In addition, devices for assisting in insertion of the cannula of an infusion device into the skin of the patient are known. For example, some devices utilize springs to automatically drive a needle into the skin of a patient to introduce the cannula of the site into the subcutaneous layer. Because a needle is used to introduce the cannula of the infusion device into the subcutaneous layer of skin, there is a risk associated with inadvertent exposure to the needle. Further, patients may react adversely to viewing the needle prior to insertion and may, for example, be reluctant to self-insert the needle into the skin. Prior devices may not adequately shroud the needle prior to and/or after introduction of the site.
Other issues of concern in the design and use of insertion devices include ease of use by the patient and sterility. For example, some patients may have difficulty loading an infusion device into an insertion device.
It is therefore desirable to provide new designs for subcutaneous inserter devices and other devices used to assist in the introduction of a device into the skin of a patient.
Embodiments described or otherwise contemplated herein substantially meet the aforementioned needs; for example, an insertion device comprising a housing comprising a first end; a sleeve slidably arranged at least partially in the housing; a cylinder hub at least partially arranged in the sleeve and the housing and comprising a shoulder portion and a body portion, the shoulder portion proximate to the first end of the housing; a needle hub slidably arranged in the cylinder hub and comprising a needle; and a site comprising a patient side surface and a subcutaneous element, the subcutaneous element coupled to the site at an angle greater than 0 degrees and less than 90 degrees with respect to the patient side surface, the site arranged within the housing such that the needle can pass through at least a portion of the site to enter the subcutaneous element at the angle.
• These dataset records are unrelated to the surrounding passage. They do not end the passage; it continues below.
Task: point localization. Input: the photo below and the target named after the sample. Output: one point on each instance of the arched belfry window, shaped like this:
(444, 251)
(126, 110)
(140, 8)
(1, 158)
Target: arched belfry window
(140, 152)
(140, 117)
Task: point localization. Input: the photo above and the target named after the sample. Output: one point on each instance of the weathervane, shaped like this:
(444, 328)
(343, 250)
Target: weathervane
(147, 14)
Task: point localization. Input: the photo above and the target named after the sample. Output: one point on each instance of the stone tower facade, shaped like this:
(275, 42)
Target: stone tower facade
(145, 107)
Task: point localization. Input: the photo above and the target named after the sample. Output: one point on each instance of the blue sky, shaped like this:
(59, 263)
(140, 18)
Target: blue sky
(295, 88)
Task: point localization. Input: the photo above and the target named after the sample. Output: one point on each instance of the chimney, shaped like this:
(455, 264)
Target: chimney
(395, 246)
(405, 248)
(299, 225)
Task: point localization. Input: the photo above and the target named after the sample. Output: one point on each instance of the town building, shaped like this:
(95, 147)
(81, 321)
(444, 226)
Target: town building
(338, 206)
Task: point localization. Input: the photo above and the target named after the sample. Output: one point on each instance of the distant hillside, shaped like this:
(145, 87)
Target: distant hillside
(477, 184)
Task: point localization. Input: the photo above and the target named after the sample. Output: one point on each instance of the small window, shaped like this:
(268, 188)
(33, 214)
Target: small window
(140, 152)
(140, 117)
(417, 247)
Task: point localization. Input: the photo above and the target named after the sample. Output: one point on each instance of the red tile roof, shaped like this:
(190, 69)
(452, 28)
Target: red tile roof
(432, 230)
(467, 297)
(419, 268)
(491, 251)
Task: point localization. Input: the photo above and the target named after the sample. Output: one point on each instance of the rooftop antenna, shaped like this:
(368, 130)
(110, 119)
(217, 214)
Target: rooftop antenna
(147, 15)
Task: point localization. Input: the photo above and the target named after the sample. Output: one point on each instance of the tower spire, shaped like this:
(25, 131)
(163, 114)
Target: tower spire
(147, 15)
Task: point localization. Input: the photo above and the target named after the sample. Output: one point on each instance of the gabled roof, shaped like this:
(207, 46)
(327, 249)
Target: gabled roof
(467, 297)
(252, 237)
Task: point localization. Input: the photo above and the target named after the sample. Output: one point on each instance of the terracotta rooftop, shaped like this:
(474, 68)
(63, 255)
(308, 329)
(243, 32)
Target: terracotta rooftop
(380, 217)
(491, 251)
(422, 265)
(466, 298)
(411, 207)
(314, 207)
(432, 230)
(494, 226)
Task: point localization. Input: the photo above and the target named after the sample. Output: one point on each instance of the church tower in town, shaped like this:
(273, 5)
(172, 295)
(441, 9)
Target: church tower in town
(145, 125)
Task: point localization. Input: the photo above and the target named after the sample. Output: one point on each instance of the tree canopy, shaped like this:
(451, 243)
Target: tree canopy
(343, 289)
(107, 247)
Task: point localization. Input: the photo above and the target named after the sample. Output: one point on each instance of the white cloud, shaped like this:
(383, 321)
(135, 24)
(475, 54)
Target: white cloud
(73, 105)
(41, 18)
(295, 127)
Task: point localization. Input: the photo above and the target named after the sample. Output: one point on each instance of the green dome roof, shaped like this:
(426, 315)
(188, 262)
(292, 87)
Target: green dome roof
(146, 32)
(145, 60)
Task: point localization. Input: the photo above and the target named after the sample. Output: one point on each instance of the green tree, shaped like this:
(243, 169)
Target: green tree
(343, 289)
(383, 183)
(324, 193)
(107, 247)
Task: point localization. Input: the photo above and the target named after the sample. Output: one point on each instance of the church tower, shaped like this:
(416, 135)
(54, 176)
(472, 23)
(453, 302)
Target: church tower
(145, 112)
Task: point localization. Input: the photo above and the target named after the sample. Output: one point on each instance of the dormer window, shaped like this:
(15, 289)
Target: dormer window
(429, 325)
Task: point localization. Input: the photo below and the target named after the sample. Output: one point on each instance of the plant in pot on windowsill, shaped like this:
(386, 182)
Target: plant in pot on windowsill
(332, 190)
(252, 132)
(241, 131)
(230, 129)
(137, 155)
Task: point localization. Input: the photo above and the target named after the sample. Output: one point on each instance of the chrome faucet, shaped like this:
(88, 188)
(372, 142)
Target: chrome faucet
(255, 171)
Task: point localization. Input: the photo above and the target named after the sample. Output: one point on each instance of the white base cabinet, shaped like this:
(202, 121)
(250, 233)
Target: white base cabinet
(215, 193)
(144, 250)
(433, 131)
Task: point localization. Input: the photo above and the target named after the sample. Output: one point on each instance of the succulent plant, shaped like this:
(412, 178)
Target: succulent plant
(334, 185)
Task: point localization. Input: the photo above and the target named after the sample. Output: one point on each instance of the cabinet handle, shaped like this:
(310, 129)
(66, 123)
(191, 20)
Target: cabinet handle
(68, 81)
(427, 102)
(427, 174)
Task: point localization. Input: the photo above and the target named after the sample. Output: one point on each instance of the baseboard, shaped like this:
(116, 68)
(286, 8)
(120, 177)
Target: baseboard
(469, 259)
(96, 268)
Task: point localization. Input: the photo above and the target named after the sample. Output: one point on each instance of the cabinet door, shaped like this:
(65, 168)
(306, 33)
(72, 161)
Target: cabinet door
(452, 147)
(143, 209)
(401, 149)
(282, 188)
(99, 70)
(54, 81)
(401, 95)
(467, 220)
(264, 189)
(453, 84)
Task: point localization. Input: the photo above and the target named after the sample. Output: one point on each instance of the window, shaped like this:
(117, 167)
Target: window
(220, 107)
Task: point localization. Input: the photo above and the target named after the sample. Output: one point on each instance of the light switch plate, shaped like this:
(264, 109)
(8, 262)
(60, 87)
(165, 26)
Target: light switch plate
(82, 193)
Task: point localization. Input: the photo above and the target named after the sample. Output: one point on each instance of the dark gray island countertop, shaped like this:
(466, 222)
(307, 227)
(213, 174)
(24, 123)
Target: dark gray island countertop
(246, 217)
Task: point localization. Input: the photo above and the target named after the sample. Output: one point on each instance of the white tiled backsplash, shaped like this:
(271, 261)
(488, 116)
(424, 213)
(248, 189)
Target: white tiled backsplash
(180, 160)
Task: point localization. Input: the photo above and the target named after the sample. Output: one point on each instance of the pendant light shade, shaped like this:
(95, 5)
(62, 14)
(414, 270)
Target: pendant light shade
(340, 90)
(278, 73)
In an embodiment, a method comprises providing an insertion device comprising a housing comprising a first end, a sleeve slidably arranged at least partially in the housing, a cylinder hub at least partially arranged in the sleeve and the housing and comprising a shoulder portion and a body portion, the shoulder portion proximate to the first end of the housing, and a needle hub slidably arranged in the cylinder hub and comprising a needle; providing a site to be applied by the insertion device, the site comprising a patient side surface and a subcutaneous element to be inserted by the insertion device, the subcutaneous element coupled to the site at an angle greater than 0 degrees and less than 90 degrees with respect to the patient side surface; and configuring the insertion device and the site to be coupled with one another such that the needle can pass through at least a portion of the site to enter the subcutaneous element at the angle to insert the subcutaneous element during use.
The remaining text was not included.